Now, go ahead and change the label in one of the Pods from
app: hello-service to
app: bye-service. In your first terminal, you’ll see how the Endpoints object’s list of IPs changes:
$ k -n workload-reachability-example get endpoints hello-service --watch NAME ENDPOINTS AGE hello-service 10.42.0.60:8080,10.42.0.61:8080,10.42.0.63:8080 4m31s hello-service 10.42.0.61:8080,10.42.0.63:8080 5m2s hello-service 10.42.0.61:8080,10.42.0.63:8080,10.42.0.64:8080 5m5s
The first change – number of IPs decreasing to two – is because the Pod whose labels you just edited does not match the Service’s label selector anymore, so it’s removed from the list of IPs. The second change is something I’d like to leave to you as a little exercise, but here’s a hot hint: The Deployment object finds the Pods it is responsible for via labels, too! (Strictly speaking, it’s a ReplicaSet identifying the Pods and the Deployment identifying the ReplicaSet, but we’ll talk about Deployments and ReplicaSet in a future blog post.)
Once the number of IPs is back up to three, the output in the terminal running the
curl command should show responses from the new Pod:
Hello from Pod 10.42.0.61! Hello from Pod 10.42.0.61! Hello from Pod 10.42.0.64! Hello from Pod 10.42.0.63! Hello from Pod 10.42.0.61! Hello from Pod 10.42.0.63! Hello from Pod 10.42.0.61! Hello from Pod 10.42.0.61!
You can delete all example objects used in scope of this blog post by issuing the following command:
$ k delete -f https://raw.githubusercontent.com/AntsInMyEy3sJohnson/blog-examples/master/kubernetes/workload-reachability/simple-deployment-with-service.yaml
Services provide powerful decoupling between a set of Pods constituting a workload and those wishing to consume it. This is possible because a Service receives a virtual, thus stable IP, the cluster IP, along with a DNS name (the Service name itself) pointing to it (headless Services excluded). Thus, clients can reach workload Pods by using the Service name, and the Service will then load-balance traffic across all Pods. The availability of a stable IP and a name to refer to it is tremendously important in Kubernetes – as a dynamic system treating (stateless) Pods as ephemeral units, a Pod’s IP should not be relied upon for communication.

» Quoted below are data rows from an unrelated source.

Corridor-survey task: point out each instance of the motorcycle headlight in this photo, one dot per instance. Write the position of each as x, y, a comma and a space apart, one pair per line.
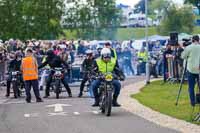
109, 77
58, 73
14, 73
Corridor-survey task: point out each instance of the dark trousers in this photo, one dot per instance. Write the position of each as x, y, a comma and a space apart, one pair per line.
35, 85
49, 80
192, 79
85, 79
165, 70
127, 67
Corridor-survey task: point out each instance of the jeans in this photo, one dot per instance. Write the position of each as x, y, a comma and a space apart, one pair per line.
192, 78
34, 84
95, 84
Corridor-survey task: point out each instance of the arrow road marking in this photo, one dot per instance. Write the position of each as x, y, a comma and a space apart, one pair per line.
58, 107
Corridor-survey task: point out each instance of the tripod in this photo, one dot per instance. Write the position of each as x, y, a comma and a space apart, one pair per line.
181, 84
196, 116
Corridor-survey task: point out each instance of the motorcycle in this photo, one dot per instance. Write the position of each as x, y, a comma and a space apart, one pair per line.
106, 91
153, 62
88, 83
57, 76
16, 83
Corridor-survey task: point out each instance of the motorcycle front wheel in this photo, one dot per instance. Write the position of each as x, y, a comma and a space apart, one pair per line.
57, 87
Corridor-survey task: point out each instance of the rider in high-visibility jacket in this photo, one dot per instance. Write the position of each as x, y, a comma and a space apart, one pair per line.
103, 65
142, 59
29, 69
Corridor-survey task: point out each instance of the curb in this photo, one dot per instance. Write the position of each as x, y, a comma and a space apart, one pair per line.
133, 106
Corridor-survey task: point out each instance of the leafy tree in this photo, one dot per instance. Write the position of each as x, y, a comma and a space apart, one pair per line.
25, 19
194, 2
96, 19
140, 6
158, 5
177, 19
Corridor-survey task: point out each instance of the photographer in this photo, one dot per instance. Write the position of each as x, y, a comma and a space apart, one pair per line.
192, 55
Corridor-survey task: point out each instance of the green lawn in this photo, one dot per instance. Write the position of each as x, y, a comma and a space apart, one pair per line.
128, 33
134, 33
161, 97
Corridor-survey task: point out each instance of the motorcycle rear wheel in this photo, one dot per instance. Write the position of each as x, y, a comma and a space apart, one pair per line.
108, 103
57, 87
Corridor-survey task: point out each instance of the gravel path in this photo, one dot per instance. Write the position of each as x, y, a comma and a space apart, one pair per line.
135, 107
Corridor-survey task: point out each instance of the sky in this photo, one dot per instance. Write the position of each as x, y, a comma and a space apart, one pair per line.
133, 2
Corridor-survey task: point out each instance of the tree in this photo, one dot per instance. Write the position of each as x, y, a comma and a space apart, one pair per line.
140, 6
194, 2
26, 19
95, 19
177, 19
158, 5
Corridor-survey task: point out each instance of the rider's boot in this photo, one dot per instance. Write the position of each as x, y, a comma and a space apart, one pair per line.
96, 103
46, 93
115, 103
80, 94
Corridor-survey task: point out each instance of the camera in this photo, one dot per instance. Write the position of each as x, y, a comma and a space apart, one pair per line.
186, 42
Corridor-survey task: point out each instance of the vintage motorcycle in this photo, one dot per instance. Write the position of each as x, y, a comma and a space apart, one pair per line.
17, 83
106, 91
57, 77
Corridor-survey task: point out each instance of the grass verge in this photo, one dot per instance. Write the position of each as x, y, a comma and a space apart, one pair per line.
161, 97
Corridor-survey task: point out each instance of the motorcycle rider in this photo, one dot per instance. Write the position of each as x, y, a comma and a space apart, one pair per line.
13, 65
86, 68
100, 67
54, 61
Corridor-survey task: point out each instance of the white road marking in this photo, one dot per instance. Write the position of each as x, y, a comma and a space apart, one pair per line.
15, 102
76, 113
31, 115
27, 115
57, 114
95, 112
58, 107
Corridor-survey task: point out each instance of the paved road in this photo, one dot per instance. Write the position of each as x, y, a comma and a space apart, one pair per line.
77, 116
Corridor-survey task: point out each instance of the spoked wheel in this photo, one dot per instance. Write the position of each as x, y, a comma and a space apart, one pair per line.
108, 103
15, 89
57, 89
102, 104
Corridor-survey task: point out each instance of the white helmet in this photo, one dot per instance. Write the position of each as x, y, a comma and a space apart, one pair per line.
105, 52
89, 51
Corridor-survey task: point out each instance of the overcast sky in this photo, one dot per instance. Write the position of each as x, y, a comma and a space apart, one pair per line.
133, 2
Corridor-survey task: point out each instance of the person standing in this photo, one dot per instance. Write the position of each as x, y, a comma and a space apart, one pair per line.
192, 55
166, 54
29, 69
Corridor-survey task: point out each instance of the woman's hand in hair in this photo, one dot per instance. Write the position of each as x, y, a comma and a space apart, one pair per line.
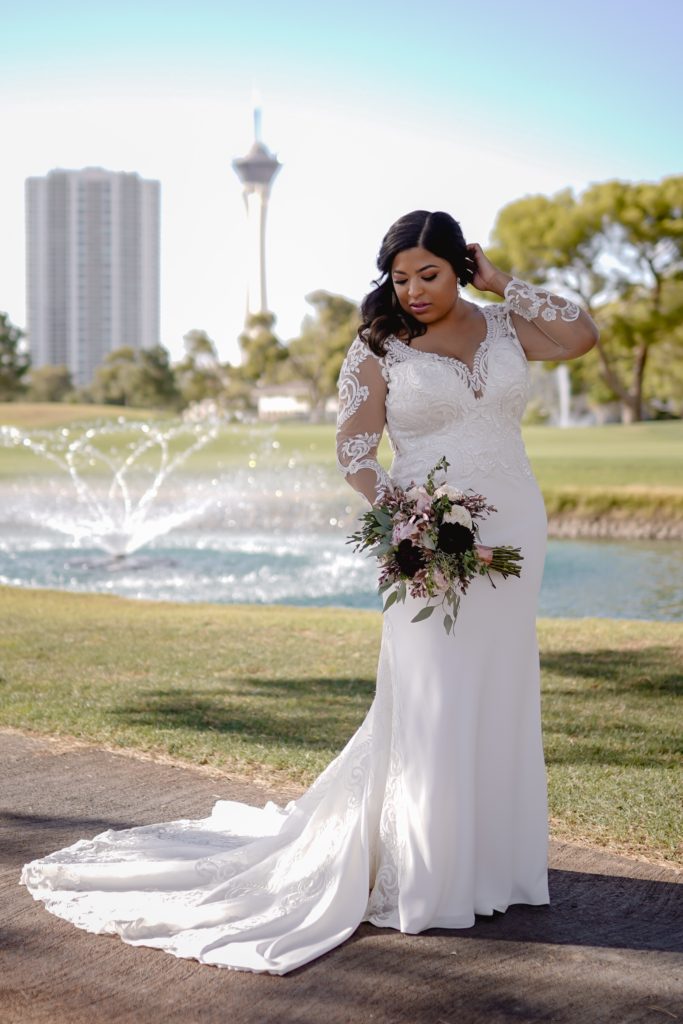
486, 278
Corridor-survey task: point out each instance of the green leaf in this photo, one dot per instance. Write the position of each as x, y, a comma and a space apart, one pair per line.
424, 613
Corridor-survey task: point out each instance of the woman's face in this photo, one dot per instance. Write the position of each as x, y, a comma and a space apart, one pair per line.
425, 285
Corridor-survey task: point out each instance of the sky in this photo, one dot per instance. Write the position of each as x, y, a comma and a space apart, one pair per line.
374, 109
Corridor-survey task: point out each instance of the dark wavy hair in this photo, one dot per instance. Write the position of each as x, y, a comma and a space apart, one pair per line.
381, 314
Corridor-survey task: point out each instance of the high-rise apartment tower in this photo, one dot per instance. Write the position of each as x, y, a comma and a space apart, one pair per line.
92, 266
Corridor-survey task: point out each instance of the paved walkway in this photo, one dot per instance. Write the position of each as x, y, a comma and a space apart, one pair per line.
608, 950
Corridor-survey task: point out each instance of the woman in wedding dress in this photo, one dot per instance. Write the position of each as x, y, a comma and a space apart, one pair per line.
435, 810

Services identify the Pods they should send traffic to by means of a label selector. For a Pod to be included in the Service’s load balancing, all of its labels must match the Service’s selector. The Service will load-balance traffic to all Pods that are ready, i.e. that have reached readiness state. Pods that are not ready will not receive traffic.

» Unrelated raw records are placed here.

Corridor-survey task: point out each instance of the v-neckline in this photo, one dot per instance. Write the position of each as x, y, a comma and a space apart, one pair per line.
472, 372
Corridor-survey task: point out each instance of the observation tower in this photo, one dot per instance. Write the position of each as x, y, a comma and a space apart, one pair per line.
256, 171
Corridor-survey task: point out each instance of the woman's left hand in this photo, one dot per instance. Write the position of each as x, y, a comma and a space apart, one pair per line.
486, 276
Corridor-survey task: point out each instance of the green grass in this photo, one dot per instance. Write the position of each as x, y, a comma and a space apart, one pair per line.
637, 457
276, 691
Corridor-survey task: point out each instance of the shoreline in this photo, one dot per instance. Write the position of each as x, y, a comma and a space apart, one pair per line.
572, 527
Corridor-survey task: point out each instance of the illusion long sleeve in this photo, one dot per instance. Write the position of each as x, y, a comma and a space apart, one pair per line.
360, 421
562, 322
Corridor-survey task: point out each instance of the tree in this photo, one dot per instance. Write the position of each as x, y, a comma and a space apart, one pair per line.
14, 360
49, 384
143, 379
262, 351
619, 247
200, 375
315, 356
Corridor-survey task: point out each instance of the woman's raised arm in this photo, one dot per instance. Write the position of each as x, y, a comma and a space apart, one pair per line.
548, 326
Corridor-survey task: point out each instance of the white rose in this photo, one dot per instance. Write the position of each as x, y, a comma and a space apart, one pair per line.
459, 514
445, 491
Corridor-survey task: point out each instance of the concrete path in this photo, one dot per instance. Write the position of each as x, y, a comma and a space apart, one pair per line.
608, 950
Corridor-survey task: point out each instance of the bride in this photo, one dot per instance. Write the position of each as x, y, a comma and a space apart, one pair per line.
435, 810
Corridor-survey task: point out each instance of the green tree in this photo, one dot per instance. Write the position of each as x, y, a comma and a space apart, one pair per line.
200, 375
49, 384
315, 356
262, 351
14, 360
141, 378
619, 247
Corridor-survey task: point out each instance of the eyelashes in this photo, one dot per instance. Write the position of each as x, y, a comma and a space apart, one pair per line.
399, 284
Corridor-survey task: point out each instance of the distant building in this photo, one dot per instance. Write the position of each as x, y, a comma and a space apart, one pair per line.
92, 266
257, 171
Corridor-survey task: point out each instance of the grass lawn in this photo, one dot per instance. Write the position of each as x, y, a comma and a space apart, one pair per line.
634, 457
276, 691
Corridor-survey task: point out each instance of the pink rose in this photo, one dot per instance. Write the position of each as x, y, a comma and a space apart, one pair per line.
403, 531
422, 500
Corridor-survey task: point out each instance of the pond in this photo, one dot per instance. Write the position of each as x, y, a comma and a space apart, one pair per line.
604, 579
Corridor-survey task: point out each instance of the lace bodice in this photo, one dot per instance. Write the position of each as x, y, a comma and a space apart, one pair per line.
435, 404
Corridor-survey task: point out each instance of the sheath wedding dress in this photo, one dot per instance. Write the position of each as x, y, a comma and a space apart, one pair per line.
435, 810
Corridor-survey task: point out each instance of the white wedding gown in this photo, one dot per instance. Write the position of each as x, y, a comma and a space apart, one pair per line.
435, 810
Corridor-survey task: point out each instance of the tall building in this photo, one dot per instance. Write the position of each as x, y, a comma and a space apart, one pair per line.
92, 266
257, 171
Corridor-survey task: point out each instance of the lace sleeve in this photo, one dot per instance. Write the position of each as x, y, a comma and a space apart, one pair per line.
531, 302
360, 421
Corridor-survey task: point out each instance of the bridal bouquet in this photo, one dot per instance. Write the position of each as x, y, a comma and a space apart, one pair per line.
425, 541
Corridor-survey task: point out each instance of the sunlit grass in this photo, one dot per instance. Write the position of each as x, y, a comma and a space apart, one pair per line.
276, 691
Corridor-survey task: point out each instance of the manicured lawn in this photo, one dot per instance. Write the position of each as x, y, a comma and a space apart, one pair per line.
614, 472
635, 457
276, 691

The way Kubernetes keeps track of Pod IPs is by means of an Endpoints object it automatically creates for each Service (unless there are no Pods whose IPs could be put into the object, which can be the case for Services without label selectors and Services of type ExternalName). The Endpoints object stores the IPs of all (ready) Pods matching the Service’s label selector, and traffic will be sent to those IPs.
There are different types of Services for different use cases, and this blog post introduces you to those different types of Services and when to use which.